Paolo Bossi ripercorre un altro capitolo della storia del Baseball Novara ai suoi inizi: il desiderio di un campo tutto proprio e non più in coabitazione col calcio, le continue promozioni della squadra e i tanti sacrifici dei giocatori di allora che , non disponendo di un campo da baseball in città dovevano recarsi per allenamenti e partite a distanze via via crescenti: Vercelli, Bollate, Milano e Torino. Da qui l’embrione di idea di un campo in città, ovunque fosse purchè ci fosse.
Di Paolo Bossi
Per ottenere un proprio terreno di gioco regolare il Novara Baseball impiegò oltre 10 anni, dopo la sua fondazione. A parte il Centro Sociale (campo di calcio in coabitazione) e prima di rassegnarsi ad emigrare – per le partite casalinghe – a Vercelli, Bollate, Milano e Torino, si tentò ogni soluzione possibile a Novara, giungendo poi alla clamorosa petizione popolare che smosse le acque.
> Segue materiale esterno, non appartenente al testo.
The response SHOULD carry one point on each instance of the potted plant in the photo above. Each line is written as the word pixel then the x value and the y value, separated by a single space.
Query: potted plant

I più volonterosi di noi, nei primi anni ’70, giravano in lungo e in largo in periferia alla ricerca di luoghi adatti, dalla zona di Vignale a quella del Terdoppio, da Lumellogno al Torrion Quartara. In un posto presso Veveri, saltato fuori per caso e dov’erano appena stati abbattuti alberi, svolgemmo addirittura un catastrofico collaudo-allenamento, con tanto di inevitabile infortunio… da rimbalzo irregolare.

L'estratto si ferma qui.